Coding itself is treated as a core reliability concern. Qualitative coding means organizing and labeling data to identify patterns and relationships, often using participants’ own wording through **in vivo** codes. To support consistent coding, researchers need a **code book** and must ensure that all interviews, observations, and documents are fully transcribed and recorded.
Finally, the lesson highlights threats to validity and reliability—framed as sources of error. It cites Brink (1993) and lists four main threats: the **researcher** (behavior, attitude, and bias), **participants** (artificial responses, withholding or distortion), the **social context** of data collection, and the **methods of data collection and analysis**. Inadequate **triangulation** can lead to thin data, weaker codes, and less dependable conclusions. The takeaway is that dependability is built through multiple, overlapping strategies embedded in the research proposal, not through a single check at the end.
Cornell Notes
Qualitative reliability is treated as **dependability** because exact repeatability across researchers isn’t realistic in interpretive work. Dependability focuses on whether findings are consistent with the raw data and whether outsiders can audit the process to judge if decisions were reasonable. The lesson emphasizes an **audit trail** as the main method, supported by error-free **transcripts**, **interrelator agreement** (independent cross-checking of codes), coordination among multiple coders, and **crosstaking** of independently derived codes. Coding quality is reinforced through a **code book** and careful transcription, including **in vivo** coding that uses participants’ own language. Threats to dependability include researcher bias, participant distortion, social context effects, and weak triangulation, which can reduce data richness and coding accuracy.
Why does qualitative research shift from “reliability” to “dependability”?
What is an audit trail, and why is it the primary method for dependability?

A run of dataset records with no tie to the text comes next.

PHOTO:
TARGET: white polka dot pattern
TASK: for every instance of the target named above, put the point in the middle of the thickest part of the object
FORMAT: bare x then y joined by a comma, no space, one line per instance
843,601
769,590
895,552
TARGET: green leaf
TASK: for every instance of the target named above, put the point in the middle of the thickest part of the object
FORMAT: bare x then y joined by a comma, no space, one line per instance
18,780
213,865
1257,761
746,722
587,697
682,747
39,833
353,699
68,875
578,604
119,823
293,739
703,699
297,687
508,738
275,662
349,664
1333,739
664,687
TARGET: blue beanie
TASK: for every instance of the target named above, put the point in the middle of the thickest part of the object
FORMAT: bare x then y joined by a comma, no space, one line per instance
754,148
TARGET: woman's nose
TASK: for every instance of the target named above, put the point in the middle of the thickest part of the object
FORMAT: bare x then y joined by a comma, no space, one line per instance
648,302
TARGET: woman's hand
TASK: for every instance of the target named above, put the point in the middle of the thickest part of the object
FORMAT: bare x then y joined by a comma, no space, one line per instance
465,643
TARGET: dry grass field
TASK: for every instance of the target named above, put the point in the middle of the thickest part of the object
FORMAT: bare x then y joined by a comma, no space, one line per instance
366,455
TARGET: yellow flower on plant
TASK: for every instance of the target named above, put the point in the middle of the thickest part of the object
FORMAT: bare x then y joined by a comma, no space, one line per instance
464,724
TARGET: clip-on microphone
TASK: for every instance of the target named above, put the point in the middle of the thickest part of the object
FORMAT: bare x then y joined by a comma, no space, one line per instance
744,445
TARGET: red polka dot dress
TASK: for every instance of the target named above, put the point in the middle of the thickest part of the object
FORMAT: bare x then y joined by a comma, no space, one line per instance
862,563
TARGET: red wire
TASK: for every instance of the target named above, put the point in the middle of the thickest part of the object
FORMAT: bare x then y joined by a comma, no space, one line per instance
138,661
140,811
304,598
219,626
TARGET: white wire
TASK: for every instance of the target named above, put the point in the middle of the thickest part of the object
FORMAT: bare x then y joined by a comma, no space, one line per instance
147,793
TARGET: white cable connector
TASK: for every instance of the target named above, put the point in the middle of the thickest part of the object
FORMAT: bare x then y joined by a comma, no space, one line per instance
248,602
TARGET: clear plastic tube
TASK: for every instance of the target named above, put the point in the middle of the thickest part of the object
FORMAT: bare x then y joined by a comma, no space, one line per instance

How do transcript accuracy and coding checks strengthen dependability?
What roles do multiple coders play in maintaining dependability?
What is in vivo coding, and how does a code book support reliability?
What threats to validity and reliability does Brink (1993) identify, and how do they affect dependability?
Review Questions
- How does dependability differ from reliability in qualitative research, and what question does it ultimately try to answer?
- Which steps in the audit trail process allow an external auditor to judge whether findings match raw data?
- How do interrelator agreement, coordination, and crosstaking collectively reduce coding inconsistency in qualitative thematic analysis?
Key Points
- 1
Qualitative reliability is reframed as **dependability**, emphasizing auditability and consistency with raw data rather than exact repeatability.
- 2
An **audit trail** is the core dependability method, enabling external scrutiny of data existence, analytic decisions, and how findings are presented.
- 3
**Error-free transcripts** protect participant meaning by preventing transcription from altering what was said in interviews or observations.
- 4
**Interrelator agreement** strengthens dependability by using independent coders to cross-check coding and theme decisions from the same text.
- 5
When multiple researchers code, **coordination** and **crosstaking the codes** help align theme development and compare independently derived results.
- 6
Dependability is supported by strong coding practices: use a **code book** and apply **in vivo** coding grounded in participants’ language.
- 7
Threats to dependability include researcher bias, participant distortion, social context effects, and weak **triangulation**, which can reduce data richness and coding quality.